Customers with installment purchases are paying dues

In [None]:
x=df.groupby('purchase_type').apply(lambda x: np.mean(x['payment_minpay']))
type(x)
x.values

In [None]:
fig,ax=plt.subplots()
ax.barh(y=range(len(x)), width=x.values,align='center')
ax.set(yticks= np.arange(len(x)),yticklabels = x.index);
plt.title('Mean payment_minpayment ratio for each purchse type')
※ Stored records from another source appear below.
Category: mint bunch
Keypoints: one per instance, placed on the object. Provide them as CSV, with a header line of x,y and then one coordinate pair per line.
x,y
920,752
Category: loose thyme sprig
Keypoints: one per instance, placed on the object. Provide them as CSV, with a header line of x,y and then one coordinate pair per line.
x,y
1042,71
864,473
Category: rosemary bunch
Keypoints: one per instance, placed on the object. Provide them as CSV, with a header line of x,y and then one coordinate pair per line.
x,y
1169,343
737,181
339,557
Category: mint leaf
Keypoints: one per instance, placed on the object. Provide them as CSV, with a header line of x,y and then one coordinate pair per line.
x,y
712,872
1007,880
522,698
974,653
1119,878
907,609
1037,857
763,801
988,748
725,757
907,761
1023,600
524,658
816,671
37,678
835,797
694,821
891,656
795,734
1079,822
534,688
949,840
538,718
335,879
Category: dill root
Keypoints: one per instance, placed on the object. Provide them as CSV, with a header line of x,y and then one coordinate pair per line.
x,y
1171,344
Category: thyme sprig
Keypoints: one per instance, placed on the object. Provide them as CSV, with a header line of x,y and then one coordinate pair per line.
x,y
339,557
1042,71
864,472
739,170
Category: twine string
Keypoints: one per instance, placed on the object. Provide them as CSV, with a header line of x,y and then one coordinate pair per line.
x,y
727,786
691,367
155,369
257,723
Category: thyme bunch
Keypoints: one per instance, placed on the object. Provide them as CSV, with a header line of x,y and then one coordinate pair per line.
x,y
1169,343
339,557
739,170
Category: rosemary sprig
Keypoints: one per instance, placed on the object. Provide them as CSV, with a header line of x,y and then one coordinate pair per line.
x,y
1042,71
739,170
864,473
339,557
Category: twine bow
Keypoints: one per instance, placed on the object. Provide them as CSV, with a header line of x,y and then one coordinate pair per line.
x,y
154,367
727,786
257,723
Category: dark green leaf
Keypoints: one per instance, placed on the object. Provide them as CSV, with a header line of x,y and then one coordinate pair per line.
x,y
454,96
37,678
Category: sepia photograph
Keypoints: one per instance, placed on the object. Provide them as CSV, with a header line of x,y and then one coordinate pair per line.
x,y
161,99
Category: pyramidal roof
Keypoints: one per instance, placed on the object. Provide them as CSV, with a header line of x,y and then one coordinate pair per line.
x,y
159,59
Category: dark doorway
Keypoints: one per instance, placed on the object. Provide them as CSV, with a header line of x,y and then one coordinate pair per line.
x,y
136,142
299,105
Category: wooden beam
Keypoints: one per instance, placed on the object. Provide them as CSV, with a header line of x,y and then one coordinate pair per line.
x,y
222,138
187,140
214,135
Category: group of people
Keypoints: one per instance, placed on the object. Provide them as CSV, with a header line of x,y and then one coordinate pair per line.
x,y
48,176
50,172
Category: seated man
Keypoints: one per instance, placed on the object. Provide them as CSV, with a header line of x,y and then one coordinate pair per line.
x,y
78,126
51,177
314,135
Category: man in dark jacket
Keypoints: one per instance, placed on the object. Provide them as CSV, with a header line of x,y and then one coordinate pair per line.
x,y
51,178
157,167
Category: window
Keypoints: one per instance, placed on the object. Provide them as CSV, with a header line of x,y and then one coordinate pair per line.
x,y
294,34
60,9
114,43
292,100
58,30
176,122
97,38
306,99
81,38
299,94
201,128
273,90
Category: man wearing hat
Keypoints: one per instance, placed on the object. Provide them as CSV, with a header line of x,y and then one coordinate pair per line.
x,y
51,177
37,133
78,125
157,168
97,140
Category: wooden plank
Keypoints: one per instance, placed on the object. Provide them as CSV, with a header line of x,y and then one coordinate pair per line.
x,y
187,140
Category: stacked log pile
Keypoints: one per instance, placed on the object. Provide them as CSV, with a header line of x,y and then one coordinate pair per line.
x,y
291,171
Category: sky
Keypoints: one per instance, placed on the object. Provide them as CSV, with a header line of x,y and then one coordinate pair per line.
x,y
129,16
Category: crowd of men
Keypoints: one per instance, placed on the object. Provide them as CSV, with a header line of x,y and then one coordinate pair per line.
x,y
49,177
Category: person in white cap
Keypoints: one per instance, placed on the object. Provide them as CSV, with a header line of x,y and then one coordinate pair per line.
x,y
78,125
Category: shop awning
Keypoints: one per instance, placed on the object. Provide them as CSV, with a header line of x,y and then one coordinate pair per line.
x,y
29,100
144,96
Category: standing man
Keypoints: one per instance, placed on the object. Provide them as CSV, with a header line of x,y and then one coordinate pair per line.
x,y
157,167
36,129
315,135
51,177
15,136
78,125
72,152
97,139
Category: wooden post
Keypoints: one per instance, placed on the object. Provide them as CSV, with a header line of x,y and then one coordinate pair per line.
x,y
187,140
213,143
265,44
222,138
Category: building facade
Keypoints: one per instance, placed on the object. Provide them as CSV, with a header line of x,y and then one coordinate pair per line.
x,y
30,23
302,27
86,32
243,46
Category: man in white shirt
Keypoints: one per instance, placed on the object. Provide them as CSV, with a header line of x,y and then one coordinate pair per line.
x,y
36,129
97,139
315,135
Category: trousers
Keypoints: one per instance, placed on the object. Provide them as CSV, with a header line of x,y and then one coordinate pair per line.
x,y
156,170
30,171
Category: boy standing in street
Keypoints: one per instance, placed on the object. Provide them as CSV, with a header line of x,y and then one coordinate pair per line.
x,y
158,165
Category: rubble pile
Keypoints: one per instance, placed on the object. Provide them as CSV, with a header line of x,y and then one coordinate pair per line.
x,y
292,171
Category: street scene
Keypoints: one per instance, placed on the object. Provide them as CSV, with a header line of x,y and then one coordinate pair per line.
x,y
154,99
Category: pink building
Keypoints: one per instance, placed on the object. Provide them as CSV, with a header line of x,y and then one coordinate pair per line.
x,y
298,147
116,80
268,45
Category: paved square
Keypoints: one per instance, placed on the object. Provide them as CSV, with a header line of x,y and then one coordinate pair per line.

Average payment_minpayment ratio for each purchse type

# Clustering

In [None]:
from sklearn.preprocessing import StandardScaler
from sklearn.cluster import KMeans
import sklearn.cluster as cluster
from sklearn.decomposition import FactorAnalysis

In [None]:
scaler = StandardScaler()
df_std=pd.DataFrame(scaler.fit_transform(data))

In [None]:
for i in range(len(data.columns)):
    df_std.rename(columns={i:data.columns[i]},inplace=True)

In [None]:
df_std.head()

In [None]:
transformer = FactorAnalysis(n_components=10, random_state=0)

In [None]:
transformer.fit(df_std)

In [None]:
components_df=pd.DataFrame(transformer.components_)
for i in range(len(data.columns)):
    components_df.rename(columns={i:data.columns[i]},inplace=True)

In [None]:
plt.figure(figsize=(10,8))
components_df.loc[0].plot(kind="bar")
plt.grid(True)

In [None]:
components_df.loc[0].sort_values()

In [None]:
cluster_df=data[['PURCHASES','ONEOFF_PURCHASES','PURCHASES_TRX','ONEOFF_PURCHASES_FREQUENCY','INSTALLMENTS_PURCHASES','PURCHASES_FREQUENCY','PURCHASES_INSTALLMENTS_FREQUENCY','CREDIT_LIMIT','PAYMENTS','CASH_ADVANCE_FREQUENCY']]

In [None]:
cluster_df.head()

In [None]:
distortions = []
K = range(1,30)
for k in K:
    kmeanModel = KMeans(n_clusters=k)
    kmeanModel.fit(cluster_df)
    distortions.append(kmeanModel.inertia_)
plt.plot(K, distortions, 'bx-')
plt.xlabel('k')
plt.ylabel('Distortion')
plt.title('The Elbow Method showing the optimal k')
plt.show()

Let's choose n=8 clusters

In [None]:
km = KMeans(init="random", n_clusters=8)
y_pred = km.fit(cluster_df)

In [None]:
labels=km.labels_

In [None]:
labels=labels.tolist()

In [None]:
labels=pd.Series(data=labels,index=range(len(labels)))

In [None]:
labels_x=list()
for i in range(10):
    labels_x.append(labels[labels.values==i])

### Cluster 1

In [None]:
cluster_df.iloc[labels_x[0].index,:].describe().T

### Cluster 2

In [None]:
cluster_df.iloc[labels_x[1].index,:].describe().T

### Cluster 3

In [None]:
cluster_df.iloc[labels_x[2].index,:].describe().T

### Cluster 4

In [None]:
cluster_df.iloc[labels_x[3].index,:].describe().T

### Cluster 5

In [None]:
cluster_df.iloc[labels_x[4].index,:].describe().T

### Cluster 6

In [None]:
cluster_df.iloc[labels_x[5].index,:].describe().T

### Cluster 7

In [None]:
cluster_df.iloc[labels_x[6].index,:].describe().T

### Cluster 8

In [None]:
cluster_df.iloc[labels_x[7].index,:].describe().T

In [None]:
data["cluster"] = y_pred
cols = list(data.columns)

sns.pairplot( data[ cols ], hue="cluster",diag_kws={'bw': 0.2})

In [None]:
best_cols = ["BALANCE", "PURCHASES", "CASH_ADVANCE","CREDIT_LIMIT", "PAYMENTS", "MINIMUM_PAYMENTS"]
kmeans = KMeans(n_clusters=8, init="k-means++", n_init=10, max_iter=300) 
best_vals = data[best_cols].iloc[ :, 1:].values
y_pred = kmeans.fit_predict( best_vals )

data["cluster"] = y_pred
best_cols.append("cluster")
sns.pairplot( data[ best_cols ], hue="cluster", diag_kws={'bw': 0.2})

1. Big Spenders with large Payments - they make expensive purchases and have a credit limit that is between average and high. This is only a small group of customers
2. Cash Advances with large Payments - this group takes the most cash advances. They make large payments, but this appears to be a small group of customers
3. Medium Spenders with third highest Payments - the second highest Purchases group
4. Highest Credit Limit but Frugal - this group doesn't make a lot of purchases. It looks like the 3rd largest group of customers
5. Cash Advances with Small Payments - this group likes taking cash advances, but make only small payments
6. Small Spenders and Low Credit Limit - they have the smallest Balances after the Smallest Spenders, their Credit Limit is in the bottom 3 groups, the second largest group of customers
7. Smallest Spenders and Lowest Credit Limit - this is the group with the lowest credit limit but they don't appear to buy much. Unfortunately this appears to be the largest group of customers
8. Highest Min Payments - this group has the highest minimum payments

So a marketing strategy that targeted the first five groups might be effective.